Ton logement ressemble à un que j’ai eu à Paris pendant près de deux ans, rue de l’Est, 19. Quand tu passeras par là, regarde le second. De là aussi la vue s’étendait sur Paris. Dans l’été, la nuit, je regardais les étoiles, et l’hiver, le brouillard lumineux de la grande ville qui s’élevait au-dessus des maisons. On voyait, comme de chez toi, des jardins, des toits, les côtes environnantes.

Quand je suis entré chez toi, il m’a semblé me retrouver dans mon passé et que j’étais revenu à un de ces crépuscules beaux et tristes de l’année 1843, quand je humais l’air à ma fenêtre, plein d’ennui et la mort dans l’âme. Si je t’avais connue alors ! Pourquoi donc cela n’a-t-il pas eu lieu ? J’étais libre, seul, sans parents ni maîtresse, car je n’en ai jamais eu de maîtresse. Tu vas croire que je mens. Je n’ai jamais rien dit de plus exact, et la raison la voici.

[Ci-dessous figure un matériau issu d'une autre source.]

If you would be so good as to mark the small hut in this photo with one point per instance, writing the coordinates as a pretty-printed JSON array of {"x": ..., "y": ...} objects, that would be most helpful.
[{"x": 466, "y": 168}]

Le grotesque de l’amour m’a toujours empêché de m’y livrer. J’ai quelquefois voulu plaire à des femmes, mais l’idée du profil étrange que je devais avoir dans ce moment-là me faisait tellement rire que toute ma volonté se fondait sous le feu de l’ironie intérieure qui chantait en moi l’hymne de l’amertume et de la dérision. Il n’y a qu’avec toi que je n’ai pas encore ri de moi. Aussi, quand je te vois si sérieuse, si complète dans ta passion, je suis tenté de te crier : « Mais non, mais non, tu te trompes, prends garde, pas à celui-là !… »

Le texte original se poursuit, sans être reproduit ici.